Enter either population σ OR sample s, not both. If both, σ takes precedence.
Your Test Statistic will appear here.

Step-by-Step: Using the TI-84 for Z-Test (for a Mean)

Let's assume you want to test if the mean weight of a new product differs from 50 grams. You know the population standard deviation is 8 grams, and you take a sample of 36 products with a mean weight of 52.5 grams.

  1. Turn on your TI-84.
  2. Press the STAT button. This opens the statistics menu.
  3. Navigate to TESTS. Use the right arrow key to highlight TESTS at the top.
  4. Select 1:Z-Test.... Press 1 or scroll down and press ENTER.
  5. Choose Stats as input type. If prompted, ensure "Data" is not highlighted. "Stats" means you have the summary statistics (mean, std dev, etc.) already.
  6. Enter the following values:
    • μ₀ (Mu-zero, hypothesized mean): Enter 50
    • σ (Sigma, population standard deviation): Enter 8
    • (x-bar, sample mean): Enter 52.5
    • n (sample size): Enter 36
  7. Select the alternative hypothesis (μ):
    • μ ≠ μ₀ (not equal to, for two-tailed test)
    • μ < μ₀ (less than, for left-tailed test)
    • μ > μ₀ (greater than, for right-tailed test)
    For our example, if you're testing if it "differs," choose μ ≠ μ₀.
  8. Highlight Calculate and press ENTER.

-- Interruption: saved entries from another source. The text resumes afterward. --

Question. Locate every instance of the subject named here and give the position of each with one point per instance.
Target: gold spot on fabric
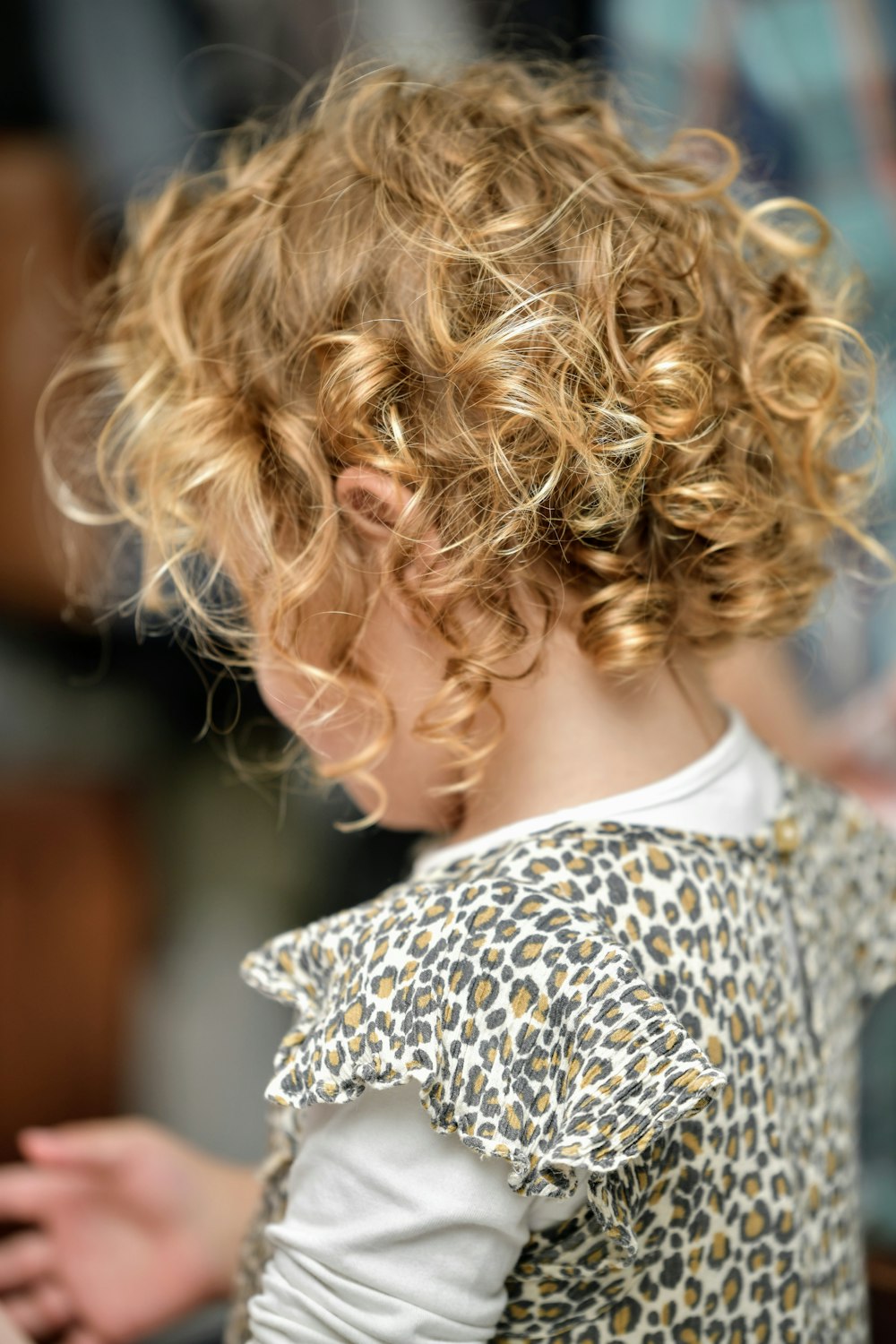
(786, 835)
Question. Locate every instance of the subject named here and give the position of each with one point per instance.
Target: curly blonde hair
(599, 371)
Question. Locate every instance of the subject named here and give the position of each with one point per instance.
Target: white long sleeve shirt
(360, 1257)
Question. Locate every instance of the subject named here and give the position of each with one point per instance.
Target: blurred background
(134, 868)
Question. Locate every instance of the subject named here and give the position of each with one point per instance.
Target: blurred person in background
(134, 131)
(670, 486)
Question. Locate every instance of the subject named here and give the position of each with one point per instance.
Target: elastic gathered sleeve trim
(530, 1032)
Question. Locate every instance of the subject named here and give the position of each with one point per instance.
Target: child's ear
(373, 500)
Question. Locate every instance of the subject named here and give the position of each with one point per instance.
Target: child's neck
(573, 736)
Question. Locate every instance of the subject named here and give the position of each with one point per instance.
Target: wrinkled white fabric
(360, 1257)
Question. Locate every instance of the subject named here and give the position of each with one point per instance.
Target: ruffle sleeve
(530, 1031)
(874, 914)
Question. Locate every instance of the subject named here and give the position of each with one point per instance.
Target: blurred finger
(91, 1142)
(27, 1193)
(45, 1309)
(10, 1332)
(81, 1335)
(23, 1260)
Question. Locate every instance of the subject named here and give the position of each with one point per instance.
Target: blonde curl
(598, 370)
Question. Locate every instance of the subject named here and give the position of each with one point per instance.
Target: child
(497, 427)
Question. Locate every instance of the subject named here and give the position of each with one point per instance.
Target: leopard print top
(675, 1012)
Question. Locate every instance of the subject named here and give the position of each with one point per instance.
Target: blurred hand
(134, 1228)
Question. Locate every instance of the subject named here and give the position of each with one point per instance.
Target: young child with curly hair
(476, 429)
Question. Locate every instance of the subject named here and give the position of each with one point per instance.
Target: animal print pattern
(675, 1012)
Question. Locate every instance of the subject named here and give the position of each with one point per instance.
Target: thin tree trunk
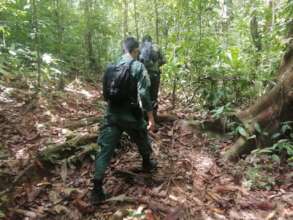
(92, 64)
(157, 21)
(125, 20)
(37, 42)
(136, 19)
(59, 15)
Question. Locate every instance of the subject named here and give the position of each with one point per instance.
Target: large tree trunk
(269, 111)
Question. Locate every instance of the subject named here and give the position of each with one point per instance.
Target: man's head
(131, 46)
(147, 38)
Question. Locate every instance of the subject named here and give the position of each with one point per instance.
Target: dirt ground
(191, 181)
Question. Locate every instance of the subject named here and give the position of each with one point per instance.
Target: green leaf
(243, 132)
(257, 127)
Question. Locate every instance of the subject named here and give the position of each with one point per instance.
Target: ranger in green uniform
(123, 118)
(152, 57)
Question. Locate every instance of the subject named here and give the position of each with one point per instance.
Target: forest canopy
(205, 42)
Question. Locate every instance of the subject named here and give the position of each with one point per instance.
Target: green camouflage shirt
(140, 74)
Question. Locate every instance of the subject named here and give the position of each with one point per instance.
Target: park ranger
(126, 117)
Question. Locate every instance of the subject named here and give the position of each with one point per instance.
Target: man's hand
(151, 121)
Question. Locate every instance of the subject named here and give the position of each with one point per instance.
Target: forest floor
(191, 181)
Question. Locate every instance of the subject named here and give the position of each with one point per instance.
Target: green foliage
(211, 52)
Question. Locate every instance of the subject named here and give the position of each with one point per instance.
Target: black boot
(98, 194)
(148, 165)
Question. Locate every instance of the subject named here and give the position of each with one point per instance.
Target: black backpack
(119, 86)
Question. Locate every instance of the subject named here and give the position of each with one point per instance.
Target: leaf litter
(191, 182)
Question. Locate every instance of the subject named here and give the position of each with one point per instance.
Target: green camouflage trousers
(110, 135)
(155, 78)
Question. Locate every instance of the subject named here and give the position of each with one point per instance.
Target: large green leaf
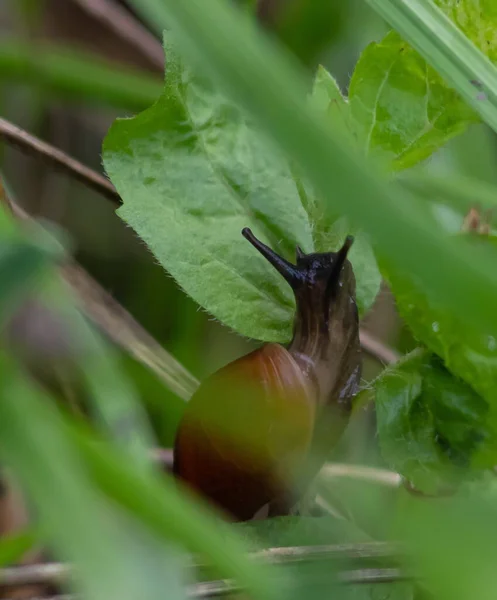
(403, 108)
(467, 353)
(265, 82)
(329, 231)
(430, 423)
(192, 173)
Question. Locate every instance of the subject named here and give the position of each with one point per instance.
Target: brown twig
(29, 143)
(377, 349)
(26, 141)
(122, 23)
(119, 326)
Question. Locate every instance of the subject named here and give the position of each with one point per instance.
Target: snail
(277, 412)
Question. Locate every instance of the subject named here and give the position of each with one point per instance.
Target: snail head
(315, 270)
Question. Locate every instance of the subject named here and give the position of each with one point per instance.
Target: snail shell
(267, 421)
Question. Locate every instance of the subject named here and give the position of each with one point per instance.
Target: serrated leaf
(478, 20)
(192, 173)
(327, 98)
(466, 353)
(402, 107)
(430, 424)
(329, 233)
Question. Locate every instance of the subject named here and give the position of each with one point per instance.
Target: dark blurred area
(103, 244)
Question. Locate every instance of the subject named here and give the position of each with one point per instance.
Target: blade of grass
(77, 76)
(174, 515)
(447, 49)
(74, 518)
(264, 80)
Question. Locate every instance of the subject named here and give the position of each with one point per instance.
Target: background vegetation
(400, 164)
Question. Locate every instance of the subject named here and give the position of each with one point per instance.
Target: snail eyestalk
(284, 268)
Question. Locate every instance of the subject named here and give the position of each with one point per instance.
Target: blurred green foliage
(203, 153)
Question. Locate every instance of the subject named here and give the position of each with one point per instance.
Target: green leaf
(430, 424)
(192, 173)
(462, 61)
(403, 107)
(327, 98)
(466, 352)
(257, 74)
(14, 546)
(329, 232)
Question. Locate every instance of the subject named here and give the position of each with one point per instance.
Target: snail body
(251, 427)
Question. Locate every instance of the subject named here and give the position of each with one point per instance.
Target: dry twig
(29, 143)
(119, 326)
(128, 28)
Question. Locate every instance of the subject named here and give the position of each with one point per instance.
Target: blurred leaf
(306, 27)
(457, 191)
(330, 232)
(403, 107)
(430, 424)
(451, 542)
(193, 224)
(77, 76)
(281, 532)
(114, 557)
(25, 258)
(446, 48)
(173, 514)
(262, 79)
(477, 20)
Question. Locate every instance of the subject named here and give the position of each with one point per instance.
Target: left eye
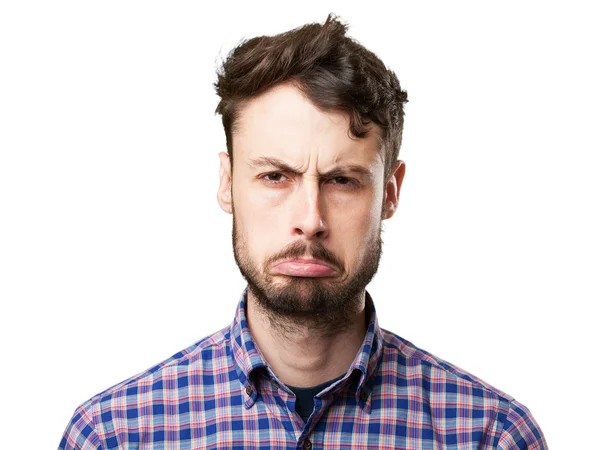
(274, 177)
(340, 180)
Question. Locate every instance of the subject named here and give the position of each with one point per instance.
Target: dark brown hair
(334, 71)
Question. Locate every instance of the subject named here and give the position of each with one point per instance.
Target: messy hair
(334, 71)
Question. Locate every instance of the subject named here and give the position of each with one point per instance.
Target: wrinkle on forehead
(284, 123)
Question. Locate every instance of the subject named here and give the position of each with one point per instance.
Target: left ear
(392, 190)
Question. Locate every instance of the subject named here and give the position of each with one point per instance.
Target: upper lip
(308, 260)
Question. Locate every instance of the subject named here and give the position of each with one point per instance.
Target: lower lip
(300, 269)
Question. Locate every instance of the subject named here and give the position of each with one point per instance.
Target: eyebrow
(276, 163)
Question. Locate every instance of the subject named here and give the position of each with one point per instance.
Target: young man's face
(303, 189)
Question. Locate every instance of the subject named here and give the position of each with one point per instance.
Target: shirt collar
(248, 358)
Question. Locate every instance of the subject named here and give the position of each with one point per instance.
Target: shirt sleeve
(80, 433)
(521, 431)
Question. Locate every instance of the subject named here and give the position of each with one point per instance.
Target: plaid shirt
(220, 393)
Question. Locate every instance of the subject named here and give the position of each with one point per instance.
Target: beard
(324, 306)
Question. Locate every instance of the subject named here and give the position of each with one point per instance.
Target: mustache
(300, 249)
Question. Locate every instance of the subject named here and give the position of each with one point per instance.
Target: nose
(308, 219)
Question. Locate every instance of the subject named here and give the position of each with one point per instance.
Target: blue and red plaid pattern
(220, 393)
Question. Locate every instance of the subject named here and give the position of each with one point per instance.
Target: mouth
(313, 268)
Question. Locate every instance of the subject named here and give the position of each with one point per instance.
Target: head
(313, 124)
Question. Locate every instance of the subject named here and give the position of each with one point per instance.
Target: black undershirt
(305, 397)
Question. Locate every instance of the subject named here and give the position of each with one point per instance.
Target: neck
(299, 355)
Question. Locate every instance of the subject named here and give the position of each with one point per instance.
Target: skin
(281, 213)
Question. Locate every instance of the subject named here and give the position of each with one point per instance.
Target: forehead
(283, 123)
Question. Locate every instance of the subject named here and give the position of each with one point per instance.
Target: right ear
(224, 191)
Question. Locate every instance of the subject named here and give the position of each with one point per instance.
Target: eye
(344, 182)
(341, 180)
(273, 178)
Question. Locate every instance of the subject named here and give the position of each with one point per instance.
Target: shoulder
(418, 363)
(148, 393)
(449, 391)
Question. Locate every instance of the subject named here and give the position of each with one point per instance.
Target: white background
(114, 253)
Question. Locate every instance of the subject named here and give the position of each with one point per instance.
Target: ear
(224, 191)
(392, 190)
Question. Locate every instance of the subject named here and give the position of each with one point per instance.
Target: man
(313, 124)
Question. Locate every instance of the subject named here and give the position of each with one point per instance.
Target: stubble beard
(324, 306)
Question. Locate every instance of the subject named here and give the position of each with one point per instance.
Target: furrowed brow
(278, 164)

The calculator will display the Z-statistic (Z) and the p-value (p). In our example, the Z-statistic would be: Z = (52.5 - 50) / (8 / √36) = 2.5 / (8/6) = 2.5 / 1.333... ≈ 1.875.

Step-by-Step: Using the TI-84 for T-Test (for a Mean)

Now, let's say the population standard deviation is unknown. You take a sample of 25 products with a mean weight of 52.5 grams and a sample standard deviation of 7.5 grams. You still want to test if the mean differs from 50 grams.

  1. Turn on your TI-84.
  2. Press the STAT button.
  3. Navigate to TESTS.
  4. Select 2:T-Test.... Press 2 or scroll down and press ENTER.
  5. Choose Stats as input type.
  6. Enter the following values:
    • μ₀ (Mu-zero, hypothesized mean): Enter 50
    • (x-bar, sample mean): Enter 52.5
    • Sx (sample standard deviation): Enter 7.5
    • n (sample size): Enter 25
  7. Select the alternative hypothesis (μ): Again, for "differs," choose μ ≠ μ₀.
  8. Highlight Calculate and press ENTER.

The calculator will display the T-statistic (t) and the p-value (p). In this example, the T-statistic would be: t = (52.5 - 50) / (7.5 / √25) = 2.5 / (7.5/5) = 2.5 / 1.5 = 1.667.

Interpreting Your Results

Once you have your test statistic (Z or T) and p-value from the calculator:

  • Compare the p-value to your significance level (α):
    • If p-value < α (e.g., 0.05), you reject the null hypothesis. There is sufficient evidence to support the alternative hypothesis.
    • If p-value ≥ α, you fail to reject the null hypothesis. There is not sufficient evidence to support the alternative hypothesis.
  • Compare the test statistic to critical values: (This is an alternative method to using p-values)
    • If the absolute value of your test statistic is greater than the absolute critical value for your chosen significance level and alternative hypothesis, you reject the null hypothesis.

Conclusion

The TI-84 is a powerful tool for quickly calculating test statistics and p-values, making hypothesis testing much more accessible. By understanding when to use a Z-Test versus a T-Test and following these straightforward steps, you can confidently analyze your data and draw statistically sound conclusions. Practice with different examples, and you'll master this essential statistical skill in no time!